Cross-cultural devotional cult deeply rooted in Sindhi culture

March 25, 2014 Off By Web Desk

KARACHI: Dr. Thomas Darnhardt from Ca’ Foscari University of Venice on Tuesday pointed out the presence of a cross-cultural devotional cult, deeply rooted in the imagination of popular Sindhi culture in which both Hindu and Muslim devotees join in some places in Hyderabad, Thatta and Sukkur provinces of the Sindh.

He was presenting his paper ‘Multi-Cultural Perspective’ on second day of International Seminar ‘Sindh through Centuries’ organized by Sindh Madressatul Islam University at a local hotel in Karachi .

He analyzed figure and cult of Amarlal, the ‘immortal’ saint, also known as Jhulelal, the ‘swinging child’, as it is known among Hindus and the parallel cult of Khwaja Khizar, the mysterious guide of those endowed with spiritual insight dear to both trans-regional Sufis and local communities.

Mukhtar Ali Durrani, an Associate Professor at the Institute of Chemical Sciences, University of Peshawar presented his paper on ‘Tomb of Hamshera (sister) of Jam Fateh Khan at Makli Hill, Thatta, Sindh: History and Architecture’.

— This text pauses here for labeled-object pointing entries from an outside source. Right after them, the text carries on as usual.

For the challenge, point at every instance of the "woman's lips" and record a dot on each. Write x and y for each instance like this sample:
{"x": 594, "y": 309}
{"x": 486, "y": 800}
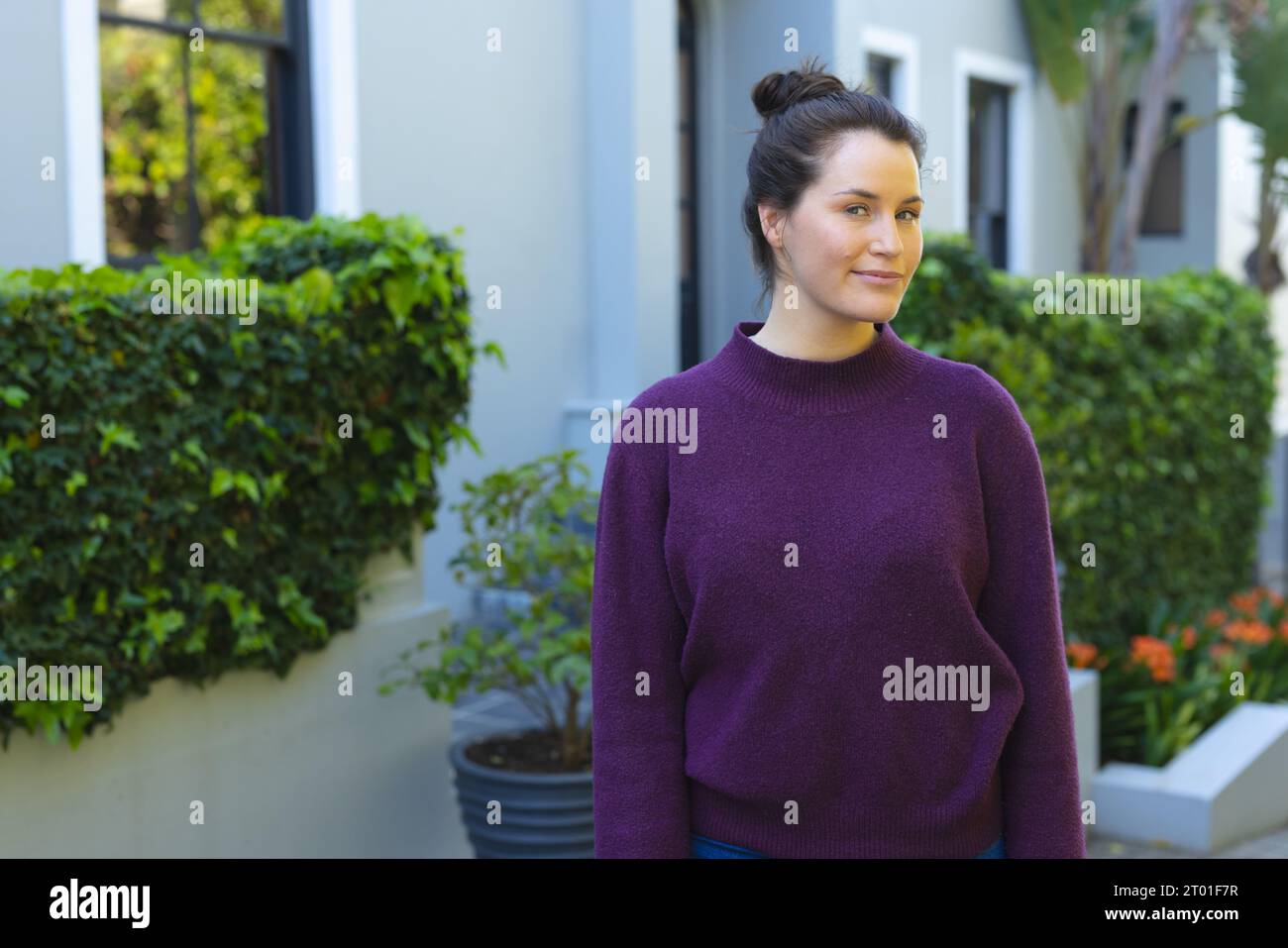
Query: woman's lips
{"x": 877, "y": 279}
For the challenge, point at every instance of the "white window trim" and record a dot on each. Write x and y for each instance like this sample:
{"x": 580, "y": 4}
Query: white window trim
{"x": 906, "y": 51}
{"x": 334, "y": 81}
{"x": 334, "y": 99}
{"x": 82, "y": 132}
{"x": 1018, "y": 76}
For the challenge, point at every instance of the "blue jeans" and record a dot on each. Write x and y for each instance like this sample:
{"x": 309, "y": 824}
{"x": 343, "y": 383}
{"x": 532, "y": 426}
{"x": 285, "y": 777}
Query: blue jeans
{"x": 706, "y": 848}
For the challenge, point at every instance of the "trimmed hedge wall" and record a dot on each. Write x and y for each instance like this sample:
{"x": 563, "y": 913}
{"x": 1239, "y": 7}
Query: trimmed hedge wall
{"x": 1132, "y": 421}
{"x": 181, "y": 428}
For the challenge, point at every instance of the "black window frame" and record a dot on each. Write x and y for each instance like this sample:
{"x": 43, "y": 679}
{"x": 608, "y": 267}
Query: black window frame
{"x": 1171, "y": 149}
{"x": 290, "y": 170}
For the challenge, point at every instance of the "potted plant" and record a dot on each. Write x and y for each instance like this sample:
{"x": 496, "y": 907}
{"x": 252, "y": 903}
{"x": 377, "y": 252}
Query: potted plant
{"x": 528, "y": 556}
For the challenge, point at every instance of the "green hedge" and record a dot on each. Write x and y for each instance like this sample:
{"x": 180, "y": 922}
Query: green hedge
{"x": 1132, "y": 423}
{"x": 174, "y": 429}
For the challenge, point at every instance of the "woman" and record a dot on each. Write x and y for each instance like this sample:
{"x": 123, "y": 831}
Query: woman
{"x": 829, "y": 625}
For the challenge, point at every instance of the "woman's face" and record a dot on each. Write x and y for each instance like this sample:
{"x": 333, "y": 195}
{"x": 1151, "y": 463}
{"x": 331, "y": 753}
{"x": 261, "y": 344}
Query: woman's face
{"x": 854, "y": 239}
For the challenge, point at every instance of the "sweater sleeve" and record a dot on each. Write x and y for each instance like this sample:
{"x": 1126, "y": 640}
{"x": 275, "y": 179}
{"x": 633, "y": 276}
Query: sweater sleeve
{"x": 1020, "y": 608}
{"x": 639, "y": 784}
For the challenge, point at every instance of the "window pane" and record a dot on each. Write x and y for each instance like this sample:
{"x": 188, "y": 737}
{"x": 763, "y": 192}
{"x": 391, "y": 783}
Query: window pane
{"x": 881, "y": 75}
{"x": 178, "y": 11}
{"x": 248, "y": 16}
{"x": 231, "y": 114}
{"x": 145, "y": 142}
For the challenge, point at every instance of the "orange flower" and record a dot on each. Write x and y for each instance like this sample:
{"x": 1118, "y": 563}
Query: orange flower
{"x": 1245, "y": 601}
{"x": 1252, "y": 631}
{"x": 1154, "y": 655}
{"x": 1082, "y": 653}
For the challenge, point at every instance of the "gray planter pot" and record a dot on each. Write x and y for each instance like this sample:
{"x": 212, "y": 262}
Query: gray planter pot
{"x": 542, "y": 815}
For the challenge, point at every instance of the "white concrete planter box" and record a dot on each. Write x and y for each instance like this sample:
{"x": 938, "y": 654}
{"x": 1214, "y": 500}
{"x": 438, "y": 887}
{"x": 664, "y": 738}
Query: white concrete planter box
{"x": 1229, "y": 785}
{"x": 1085, "y": 687}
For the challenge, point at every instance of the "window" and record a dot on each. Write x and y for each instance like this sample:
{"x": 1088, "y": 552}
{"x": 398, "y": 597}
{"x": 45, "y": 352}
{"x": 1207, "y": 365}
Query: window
{"x": 691, "y": 326}
{"x": 881, "y": 75}
{"x": 988, "y": 167}
{"x": 206, "y": 120}
{"x": 1162, "y": 214}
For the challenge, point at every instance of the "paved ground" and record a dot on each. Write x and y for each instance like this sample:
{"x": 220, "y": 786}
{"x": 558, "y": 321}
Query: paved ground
{"x": 492, "y": 712}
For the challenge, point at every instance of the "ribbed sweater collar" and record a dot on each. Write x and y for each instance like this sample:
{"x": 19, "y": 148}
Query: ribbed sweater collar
{"x": 809, "y": 386}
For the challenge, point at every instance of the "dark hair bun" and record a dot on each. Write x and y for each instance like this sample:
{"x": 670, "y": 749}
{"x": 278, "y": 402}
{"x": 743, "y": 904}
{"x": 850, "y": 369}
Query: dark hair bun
{"x": 780, "y": 90}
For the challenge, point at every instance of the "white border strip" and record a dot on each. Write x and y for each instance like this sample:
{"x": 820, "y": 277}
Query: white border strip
{"x": 906, "y": 51}
{"x": 82, "y": 133}
{"x": 334, "y": 78}
{"x": 1018, "y": 76}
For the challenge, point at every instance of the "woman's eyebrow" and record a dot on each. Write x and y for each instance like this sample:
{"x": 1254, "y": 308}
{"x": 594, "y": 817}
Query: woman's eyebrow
{"x": 861, "y": 192}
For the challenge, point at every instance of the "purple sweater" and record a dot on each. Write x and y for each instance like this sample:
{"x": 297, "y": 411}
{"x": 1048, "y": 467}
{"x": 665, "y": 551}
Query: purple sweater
{"x": 825, "y": 618}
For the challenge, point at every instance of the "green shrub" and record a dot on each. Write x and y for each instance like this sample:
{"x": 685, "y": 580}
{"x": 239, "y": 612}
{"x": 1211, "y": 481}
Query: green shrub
{"x": 1132, "y": 421}
{"x": 184, "y": 428}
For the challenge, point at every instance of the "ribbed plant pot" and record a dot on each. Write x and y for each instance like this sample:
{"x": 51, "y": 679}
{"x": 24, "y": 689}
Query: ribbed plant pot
{"x": 542, "y": 815}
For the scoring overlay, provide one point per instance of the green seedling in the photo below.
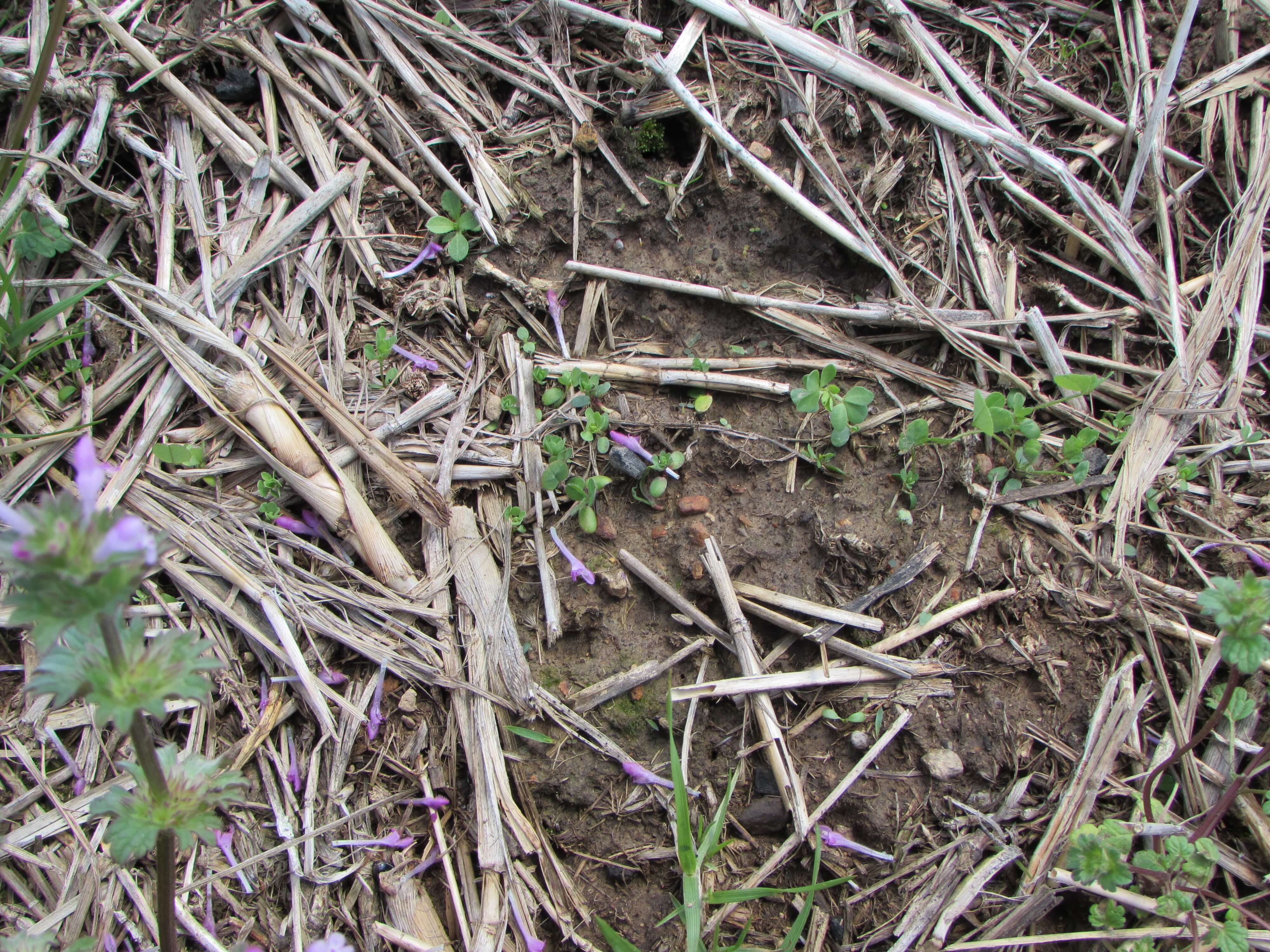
(528, 347)
(559, 455)
(598, 426)
(584, 492)
(516, 516)
(848, 411)
(457, 221)
(380, 351)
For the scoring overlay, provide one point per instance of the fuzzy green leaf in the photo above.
(157, 670)
(196, 790)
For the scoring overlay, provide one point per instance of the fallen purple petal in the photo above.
(556, 308)
(81, 784)
(531, 944)
(431, 251)
(576, 568)
(431, 803)
(375, 718)
(297, 526)
(422, 364)
(90, 474)
(128, 536)
(831, 838)
(17, 521)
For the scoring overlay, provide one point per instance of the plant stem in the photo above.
(57, 18)
(1210, 727)
(166, 890)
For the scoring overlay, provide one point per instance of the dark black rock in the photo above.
(627, 463)
(620, 875)
(238, 87)
(765, 784)
(765, 817)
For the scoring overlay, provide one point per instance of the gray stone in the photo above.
(943, 765)
(627, 463)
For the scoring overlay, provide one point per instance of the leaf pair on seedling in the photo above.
(454, 223)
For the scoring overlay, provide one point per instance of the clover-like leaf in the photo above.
(196, 790)
(156, 670)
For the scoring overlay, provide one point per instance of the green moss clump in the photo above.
(651, 139)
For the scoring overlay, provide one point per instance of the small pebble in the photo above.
(615, 583)
(760, 152)
(766, 817)
(694, 506)
(943, 765)
(627, 463)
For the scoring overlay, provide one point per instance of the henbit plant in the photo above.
(380, 351)
(454, 223)
(584, 492)
(848, 411)
(73, 571)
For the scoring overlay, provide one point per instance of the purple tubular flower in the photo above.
(431, 803)
(81, 784)
(625, 440)
(431, 251)
(90, 475)
(576, 568)
(396, 840)
(225, 841)
(332, 944)
(832, 838)
(531, 944)
(421, 364)
(129, 535)
(294, 770)
(297, 526)
(556, 308)
(21, 524)
(374, 719)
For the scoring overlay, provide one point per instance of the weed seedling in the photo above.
(380, 351)
(454, 223)
(584, 492)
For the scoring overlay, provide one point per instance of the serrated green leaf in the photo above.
(529, 734)
(458, 247)
(197, 789)
(168, 667)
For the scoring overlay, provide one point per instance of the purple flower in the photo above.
(625, 440)
(294, 770)
(374, 718)
(297, 526)
(21, 524)
(431, 251)
(556, 308)
(832, 838)
(421, 364)
(90, 474)
(129, 535)
(531, 944)
(332, 944)
(81, 784)
(431, 803)
(225, 841)
(396, 840)
(576, 568)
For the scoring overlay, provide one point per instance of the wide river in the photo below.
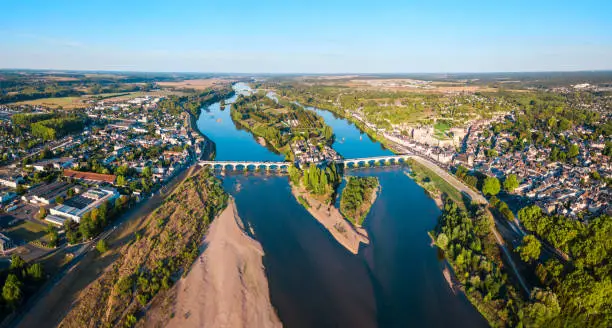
(395, 281)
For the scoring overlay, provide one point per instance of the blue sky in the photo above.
(307, 36)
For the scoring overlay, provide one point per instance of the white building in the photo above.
(75, 207)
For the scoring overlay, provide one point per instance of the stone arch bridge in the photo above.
(280, 166)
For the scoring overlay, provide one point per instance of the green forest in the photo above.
(357, 198)
(319, 181)
(279, 123)
(573, 294)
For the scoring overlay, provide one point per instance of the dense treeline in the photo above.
(468, 244)
(279, 122)
(160, 252)
(193, 103)
(25, 87)
(583, 285)
(357, 197)
(26, 119)
(55, 128)
(19, 282)
(320, 181)
(573, 294)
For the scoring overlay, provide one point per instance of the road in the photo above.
(47, 308)
(476, 197)
(453, 181)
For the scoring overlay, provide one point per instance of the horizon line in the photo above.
(603, 70)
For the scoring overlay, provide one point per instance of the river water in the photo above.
(396, 281)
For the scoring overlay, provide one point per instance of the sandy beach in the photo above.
(330, 217)
(227, 285)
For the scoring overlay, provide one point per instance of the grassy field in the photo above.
(79, 102)
(26, 231)
(197, 84)
(433, 182)
(65, 102)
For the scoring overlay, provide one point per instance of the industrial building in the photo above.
(75, 207)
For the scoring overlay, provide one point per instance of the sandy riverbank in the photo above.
(227, 285)
(330, 217)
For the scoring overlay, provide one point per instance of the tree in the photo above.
(52, 236)
(529, 216)
(442, 240)
(102, 246)
(11, 292)
(86, 227)
(121, 180)
(491, 186)
(17, 263)
(511, 183)
(35, 272)
(42, 213)
(573, 151)
(530, 248)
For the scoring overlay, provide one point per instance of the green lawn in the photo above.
(430, 179)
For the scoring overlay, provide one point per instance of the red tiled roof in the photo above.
(110, 178)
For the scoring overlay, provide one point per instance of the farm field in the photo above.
(197, 84)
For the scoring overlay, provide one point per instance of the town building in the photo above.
(75, 207)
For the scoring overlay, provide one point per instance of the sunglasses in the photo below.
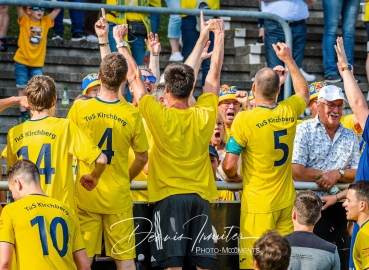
(151, 78)
(38, 8)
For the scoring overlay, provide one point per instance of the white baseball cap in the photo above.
(331, 93)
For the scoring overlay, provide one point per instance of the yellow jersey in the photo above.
(114, 127)
(141, 195)
(32, 41)
(266, 136)
(51, 144)
(360, 253)
(44, 232)
(179, 160)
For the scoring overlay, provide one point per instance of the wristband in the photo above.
(104, 44)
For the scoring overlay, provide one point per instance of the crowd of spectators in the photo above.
(182, 147)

He said that the tomb of Hamsheera (sister) of Jam Fateh Khan was constructed in AD 1465. Her name is shrouded in mystery however the only one recognition as an important personality to be known in the historical and epigraphic sources is mentioned as Hamsheera Jam Fateh Khan, who remained the ruler of Sindh from AD 1413 to 1428.

Durrani stated that the tomb under study was constructed during the second half of the 15thcentury AD. This tomb as a whole reflects the beginning of a new style at Makli Hill necropolis that is the initiation of a perfect three-tier building architecture. In the present work, besides the historical significance and the architectural glory, the epigraphic evidences shall also be discussed at length in order to reach the conclusion.

Dr. Kamal Jamro, Chairman of the Department of Sindhi, Federal Urdu University, Karachi in his paper ‘An analysis of research on Sindhi folklore (1970-2013)’ said that folk literature is a real picture of the society. “It presents the portrait of any nation’s culture, traditions, rituals and rhythms of life. Folk poetry in particular can be thought of as a beautiful flower in a desert, which not only has an aesthetic charm but also an inimitable fragrance”, he said. According to him like other enlightened nations, Sindhi folk poetry is also very rich in thought and tune. Sindhi folk poetry has a huge impact on Sindhi society.

Zulfiqar Ali Qureshi, Assistant Professor, Department of Communication and Media Studies, University of Jamshoro presented his paper on ‘Peculiarity of vowels in Sindhi music communication’. According to him Sindhi music, basically, in its very nature is folk-oriented culture, therefore it has the distinct quality of having a huge number of vowels.

Dr Ahmad Hussain from University Of Haripur presented his paper on ‘Unfolding Nature, Vivacity and Life in Sind Culture through the accounted Behaviour among the Elites’. He said that the recognition of fundamental importance of greenery suggested a probe to be served in Sindh culture to know the deep roots it carried not only on common masses but also on privileged groups.

He stated that the human society and civilization in Sindh was greatly inspired and influenced by nature including rivers, plants and animal life. This was depicted by the agricultural practices along the Indus and forests of Indus, shrines of priests on scenic sites and the historical, fossil and archaeological record of civilizations and animal species.

Former Secretary Culture, Sindh Abdul Hamid Akhund in his presidential remarks said that culture of Sindh was not stagnant and resembled it with flowing water of Indus River. According to him archaeological sites of Gandhara and Mehr Garh were also part of Indus civilization.

Recalling first International Seminar ‘Sindh through Centuries’ held in 1975, Akhund told the audience that the then Prime Minister Zulfiqar Ali Bhutto had viewed that Establishment would not tolerate such an event. Then Sindh minister Piyar Ali Allana was also called to Islamabad on that issue.